Stage 5 -- Display-name enrichment

Purpose

Backfill missing or generic display names using built-in LOINC and SNOMED lookup tables.

What it fixes

EHR exports sometimes carry codes without display strings, or with non-human-readable placeholders like "no display" or "unknown". Without enrichment, dashboard users see this:

Code Display After enrichment
8480-6 (empty) Systolic blood pressure
4548-4 no display Hemoglobin A1c
86044005 (empty) Amyotrophic lateral sclerosis

Lookup tables

The pipeline ships two embedded lookup tables:

  • LOINC_DISPLAY -- ~80 commonly-seen lab and vital-sign codes (CBC, CMP, lipid panel, thyroid, coagulation, cardiac markers, pulmonary tests, the ALSFRS-R itself).
  • SNOMED_DISPLAY -- ALS, common comorbidities (hypertension, diabetes, COPD, atrial fibrillation, depression, anxiety).
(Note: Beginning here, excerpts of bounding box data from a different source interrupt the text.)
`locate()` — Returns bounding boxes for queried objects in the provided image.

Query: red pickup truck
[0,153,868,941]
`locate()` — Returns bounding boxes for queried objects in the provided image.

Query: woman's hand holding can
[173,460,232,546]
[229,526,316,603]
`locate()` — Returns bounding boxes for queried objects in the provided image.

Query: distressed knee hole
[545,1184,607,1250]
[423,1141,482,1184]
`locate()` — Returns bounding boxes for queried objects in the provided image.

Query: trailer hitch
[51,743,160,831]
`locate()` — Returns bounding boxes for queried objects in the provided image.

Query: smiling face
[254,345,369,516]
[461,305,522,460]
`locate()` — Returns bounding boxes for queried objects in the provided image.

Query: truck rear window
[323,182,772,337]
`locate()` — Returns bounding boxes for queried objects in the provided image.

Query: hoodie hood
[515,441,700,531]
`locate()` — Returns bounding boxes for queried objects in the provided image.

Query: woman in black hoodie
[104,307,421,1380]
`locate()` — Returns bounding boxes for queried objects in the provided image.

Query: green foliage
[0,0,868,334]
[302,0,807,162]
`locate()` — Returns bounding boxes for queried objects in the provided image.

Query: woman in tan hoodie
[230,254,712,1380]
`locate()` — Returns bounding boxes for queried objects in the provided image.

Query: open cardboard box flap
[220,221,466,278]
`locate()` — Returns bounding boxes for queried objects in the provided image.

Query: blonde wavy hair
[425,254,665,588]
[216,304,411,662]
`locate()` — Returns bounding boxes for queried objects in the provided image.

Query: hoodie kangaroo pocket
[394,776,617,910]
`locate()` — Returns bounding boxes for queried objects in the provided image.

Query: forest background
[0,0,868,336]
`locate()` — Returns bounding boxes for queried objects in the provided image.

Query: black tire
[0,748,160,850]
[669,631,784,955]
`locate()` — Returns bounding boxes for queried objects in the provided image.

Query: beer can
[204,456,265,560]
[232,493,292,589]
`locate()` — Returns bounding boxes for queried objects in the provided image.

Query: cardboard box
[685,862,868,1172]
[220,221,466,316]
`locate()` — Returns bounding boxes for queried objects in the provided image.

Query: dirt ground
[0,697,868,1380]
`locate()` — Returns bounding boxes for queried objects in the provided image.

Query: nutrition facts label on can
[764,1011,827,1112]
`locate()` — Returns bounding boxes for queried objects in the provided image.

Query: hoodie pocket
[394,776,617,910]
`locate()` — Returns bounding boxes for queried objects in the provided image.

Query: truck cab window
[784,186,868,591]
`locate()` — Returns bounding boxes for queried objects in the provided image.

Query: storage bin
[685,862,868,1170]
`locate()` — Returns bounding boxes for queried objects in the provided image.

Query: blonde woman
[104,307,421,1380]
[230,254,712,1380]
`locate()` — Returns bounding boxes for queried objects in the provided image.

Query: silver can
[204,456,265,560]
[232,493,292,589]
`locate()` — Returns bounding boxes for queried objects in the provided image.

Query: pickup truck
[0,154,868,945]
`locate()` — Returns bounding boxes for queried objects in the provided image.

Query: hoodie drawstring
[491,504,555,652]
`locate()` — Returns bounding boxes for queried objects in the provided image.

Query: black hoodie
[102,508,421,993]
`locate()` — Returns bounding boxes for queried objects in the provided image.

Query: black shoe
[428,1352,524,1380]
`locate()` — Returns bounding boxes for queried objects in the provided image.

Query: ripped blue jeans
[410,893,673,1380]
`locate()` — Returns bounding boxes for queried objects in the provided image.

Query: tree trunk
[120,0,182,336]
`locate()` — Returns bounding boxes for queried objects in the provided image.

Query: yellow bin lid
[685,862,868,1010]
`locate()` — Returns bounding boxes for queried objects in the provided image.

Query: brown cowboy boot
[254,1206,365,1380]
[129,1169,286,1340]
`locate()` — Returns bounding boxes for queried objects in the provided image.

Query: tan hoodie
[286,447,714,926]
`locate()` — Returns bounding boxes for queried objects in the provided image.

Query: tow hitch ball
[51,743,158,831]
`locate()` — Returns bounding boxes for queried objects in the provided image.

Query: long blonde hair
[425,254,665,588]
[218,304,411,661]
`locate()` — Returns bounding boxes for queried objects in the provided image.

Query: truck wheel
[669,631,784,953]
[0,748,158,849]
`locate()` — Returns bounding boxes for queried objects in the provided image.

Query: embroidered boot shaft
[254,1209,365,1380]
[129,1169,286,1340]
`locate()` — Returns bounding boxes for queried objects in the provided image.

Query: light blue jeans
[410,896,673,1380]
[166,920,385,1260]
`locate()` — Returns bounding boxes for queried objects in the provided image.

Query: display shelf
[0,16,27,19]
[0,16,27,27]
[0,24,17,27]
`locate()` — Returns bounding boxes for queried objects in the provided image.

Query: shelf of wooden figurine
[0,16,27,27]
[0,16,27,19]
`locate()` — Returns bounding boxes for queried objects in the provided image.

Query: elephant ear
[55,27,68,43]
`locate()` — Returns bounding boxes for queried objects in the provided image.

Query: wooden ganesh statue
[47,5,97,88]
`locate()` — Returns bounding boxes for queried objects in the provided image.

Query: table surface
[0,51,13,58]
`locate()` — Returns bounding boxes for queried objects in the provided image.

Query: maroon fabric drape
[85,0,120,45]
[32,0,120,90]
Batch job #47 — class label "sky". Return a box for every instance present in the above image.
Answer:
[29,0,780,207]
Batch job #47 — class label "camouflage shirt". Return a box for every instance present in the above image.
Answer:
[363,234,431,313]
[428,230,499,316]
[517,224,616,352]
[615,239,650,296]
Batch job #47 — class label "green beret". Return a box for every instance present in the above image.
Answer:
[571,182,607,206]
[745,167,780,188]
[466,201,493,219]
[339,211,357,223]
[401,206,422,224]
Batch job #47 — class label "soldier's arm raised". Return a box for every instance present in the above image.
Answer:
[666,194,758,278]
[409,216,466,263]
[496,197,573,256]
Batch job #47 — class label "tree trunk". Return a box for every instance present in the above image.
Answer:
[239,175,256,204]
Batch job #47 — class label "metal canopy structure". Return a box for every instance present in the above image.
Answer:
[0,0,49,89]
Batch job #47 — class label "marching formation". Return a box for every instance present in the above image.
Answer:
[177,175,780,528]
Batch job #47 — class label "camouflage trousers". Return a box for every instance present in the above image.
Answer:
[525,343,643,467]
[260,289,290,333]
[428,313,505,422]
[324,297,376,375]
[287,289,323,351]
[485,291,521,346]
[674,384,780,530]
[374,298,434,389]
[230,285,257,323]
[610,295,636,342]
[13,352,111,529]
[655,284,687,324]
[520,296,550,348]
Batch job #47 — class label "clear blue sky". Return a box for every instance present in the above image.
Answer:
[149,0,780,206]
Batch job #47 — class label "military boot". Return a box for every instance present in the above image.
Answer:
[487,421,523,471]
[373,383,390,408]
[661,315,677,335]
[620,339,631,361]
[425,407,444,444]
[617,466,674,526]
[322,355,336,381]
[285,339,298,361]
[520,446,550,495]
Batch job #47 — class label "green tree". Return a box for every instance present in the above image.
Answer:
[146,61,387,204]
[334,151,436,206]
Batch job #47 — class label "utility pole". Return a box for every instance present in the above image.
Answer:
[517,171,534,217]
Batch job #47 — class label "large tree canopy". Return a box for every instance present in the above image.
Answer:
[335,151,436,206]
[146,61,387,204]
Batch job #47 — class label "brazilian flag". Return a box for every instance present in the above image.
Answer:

These are intentionally narrow. The goal is to fix the most-likely missing displays for an ALS-focused cohort, not to mirror the full LOINC/SNOMED distributions.

Adding entries

Both tables are plain Python dicts at the top of run_pipeline.py. To add codes:

LOINC_DISPLAY = {
    ...
    '12345-6': 'Your new lab name',
}

For comprehensive enrichment, point the pipeline at a full LOINC/SNOMED release. The lookup is dict.get(code), so any mapping you supply works the same way.

Scope of the rule

enrich_one(code, display) returns the existing display unless it's empty or matches one of the placeholder strings ('no display', 'unknown', ''). Any non-empty, non-placeholder display is preserved as-is -- the EHR's own display text wins over the lookup table.